The operating loop
Running Codex inside a government-adjacent workflow. The boring middle of AI adoption is what makes the model usable.
IThe wrong question
Most discussions of AI adoption in serious Indian institutions ask the wrong question. They ask whether the model can do the task. The right question is whether the task can be trusted, measured, escalated, repeated, and recovered from inside the institution.
The model is one component. The operating loop is the whole thing.
I write from practice. I run Codex, Claude, and Gemini as a daily operating stack inside my own work, which sits with senior ministers and public institutions across India's oil-and-gas sector. The stack survives because each layer is explicit and verified, not because the model is clever.
IIWhat I run
Three models are in active use. They do different things.
Claude handles architecture and review. It sees the whole codebase, holds the design conversation, weighs trade-offs, and gates what gets shipped. Its weakness is implementation speed at scale: syntax-heavy work burns the context window and the weekly cap fast.
Codex handles implementation. The unit of work is a precise brief: repo path, numbered steps, file paths, verification commands, review criteria. Codex runs the brief in a sandboxed workspace and returns a diff. Claude reviews the diff and decides whether to land it. The split keeps Claude in architecture mode and Codex in execution mode, which is how each is strongest.
Gemini provides a third-line check. A long context window for whole-repo audits, long-manuscript review, and tie-breaking when Claude and Codex disagree on a contested call.
A second layer sits underneath. MCP tools and local state give operating memory that persists between sessions. Scheduled jobs handle the long-running work without holding human attention. The brain is the durable memory; the models are the working memory.
IIIThe verification loop
Every output gets checked against something that does not lie.
For code, the check is a verification command. Codex's brief always ends with "done when these commands succeed". If they fail, the brief was wrong or the implementation was wrong. There is no separate trust step.
For factual claims, the check is a primary source. A live API, a brain file, a confirmed transaction. When the model says a number from memory, it is wrong often. When the model retrieves the number from a tool and quotes it, the error rate falls by an order of magnitude. The difference is mechanical, not motivational.
For voice, the check is a banned-words list and a writing-rules file that gets loaded into the context every session, plus a Stop hook that scans the final output before send. A mechanical guard.
The shape that connects these: every model output gets checked against something durable before it leaves the system.
IVWhat survives Monday morning
This part is undersold. A workflow that works in a demo is a different thing from a workflow that runs at 8.45 on Monday morning with a senior question incoming.
The things that survive look modest from outside.
A precise brief. Vague instructions to the model produce vague work. The vagueness is in the brief, not in the model.
A verification command. If the writer of the workflow cannot say how she would know it worked, she does not know.
Persistent memory between sessions. A workflow that has to be re-explained every day will be abandoned by the person who has to do the re-explaining.
Explicit role division. Each tool has a job, each output has a reviewer, each escalation has a path.

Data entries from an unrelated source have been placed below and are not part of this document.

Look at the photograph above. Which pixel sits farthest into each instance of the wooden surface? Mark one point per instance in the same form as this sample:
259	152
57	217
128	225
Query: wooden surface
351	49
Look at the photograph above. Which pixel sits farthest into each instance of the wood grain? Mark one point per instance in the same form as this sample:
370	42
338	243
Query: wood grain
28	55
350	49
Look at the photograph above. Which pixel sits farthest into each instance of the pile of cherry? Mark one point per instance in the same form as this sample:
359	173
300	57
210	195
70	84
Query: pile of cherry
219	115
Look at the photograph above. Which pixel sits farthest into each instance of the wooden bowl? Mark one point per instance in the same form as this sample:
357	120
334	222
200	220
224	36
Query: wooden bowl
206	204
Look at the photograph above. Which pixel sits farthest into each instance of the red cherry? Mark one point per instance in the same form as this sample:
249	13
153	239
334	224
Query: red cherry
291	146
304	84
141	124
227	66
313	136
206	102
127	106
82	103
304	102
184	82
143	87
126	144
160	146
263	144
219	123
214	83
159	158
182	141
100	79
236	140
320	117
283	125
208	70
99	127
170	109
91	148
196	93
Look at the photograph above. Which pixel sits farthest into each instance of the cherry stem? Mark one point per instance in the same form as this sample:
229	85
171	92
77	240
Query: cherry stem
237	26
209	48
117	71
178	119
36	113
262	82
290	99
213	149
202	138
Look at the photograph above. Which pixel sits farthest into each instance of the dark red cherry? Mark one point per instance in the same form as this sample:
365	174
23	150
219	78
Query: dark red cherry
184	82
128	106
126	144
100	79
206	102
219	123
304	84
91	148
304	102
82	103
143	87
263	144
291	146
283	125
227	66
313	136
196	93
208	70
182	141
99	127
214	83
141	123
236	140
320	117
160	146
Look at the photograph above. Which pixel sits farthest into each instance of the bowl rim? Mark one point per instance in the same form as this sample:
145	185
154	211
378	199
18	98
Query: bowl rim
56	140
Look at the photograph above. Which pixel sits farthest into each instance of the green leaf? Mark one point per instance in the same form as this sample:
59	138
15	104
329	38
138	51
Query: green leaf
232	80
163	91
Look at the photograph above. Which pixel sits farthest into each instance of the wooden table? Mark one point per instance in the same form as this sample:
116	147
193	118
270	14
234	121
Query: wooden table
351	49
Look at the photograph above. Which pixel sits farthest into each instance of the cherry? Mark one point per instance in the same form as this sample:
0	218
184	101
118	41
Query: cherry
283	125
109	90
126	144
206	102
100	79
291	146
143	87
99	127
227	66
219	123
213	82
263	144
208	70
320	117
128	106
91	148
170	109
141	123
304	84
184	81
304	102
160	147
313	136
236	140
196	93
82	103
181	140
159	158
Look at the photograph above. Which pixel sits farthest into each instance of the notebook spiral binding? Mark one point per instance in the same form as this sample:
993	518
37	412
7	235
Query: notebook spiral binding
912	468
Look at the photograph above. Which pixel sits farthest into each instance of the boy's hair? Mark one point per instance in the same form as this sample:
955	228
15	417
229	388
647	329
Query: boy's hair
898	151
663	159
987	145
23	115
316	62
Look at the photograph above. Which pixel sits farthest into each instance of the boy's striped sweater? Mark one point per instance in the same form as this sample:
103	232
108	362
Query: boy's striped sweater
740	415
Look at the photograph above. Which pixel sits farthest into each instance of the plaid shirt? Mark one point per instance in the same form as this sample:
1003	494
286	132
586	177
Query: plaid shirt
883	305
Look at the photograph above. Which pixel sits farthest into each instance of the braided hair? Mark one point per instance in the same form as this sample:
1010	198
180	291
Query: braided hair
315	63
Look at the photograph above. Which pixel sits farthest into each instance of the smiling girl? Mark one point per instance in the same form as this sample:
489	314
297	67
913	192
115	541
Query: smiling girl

The things that do not survive: model rotation without role clarity, chat surfaces without persistent state, verification by vibes, and the assumption that the institutional environment will adapt to the AI rather than the other way around.
VThe institutional implications
Indian institutions ask a different question than tech offices. They ask how this survives procurement, governance, audit, training, and the day after the consultant leaves.
That is the actual job. AI adoption for serious institutions has to design for institutional reality from the first sprint. The workflow has to fit the format. The governance has to anticipate the audit. The training has to land on the people already doing the work, and on the future hires too.
When the operating loop is explicit, this is more tractable than it looks. When the operating loop is implicit, this is impossible.
The product stack matters. A controlled enterprise surface gives an institution something it can govern. A coding agent that takes implementation off the senior person's plate restores capacity at the top of the institution. An agent framing lets workflows run between people, instead of being trapped inside one. An API gives engineers a way to wire AI into the systems that already exist. None of this is enough on its own. All of it is necessary for operating practice, not theatre.
VIFrom personal practice to institutional adoption
The reason I run this stack on myself first is that the lessons do not travel without proof. I will not tell a Union ministry what to adopt without having lived the discipline I am asking them to adopt.
The translation layer is what is thin in India. The country has institutions, talent, sectors, and a serious appetite for AI. What is missing is the connective work that turns model capability into governed operating practice. That work is mostly not coding. It is workflow discovery, executive translation, governance design, training, measurement, escalation paths, and the slow work of turning an experiment into the way work gets done.
That is the work I want to do at scale, for India's serious institutions, with the right product stack.
The model is one component. The operating loop is the whole thing.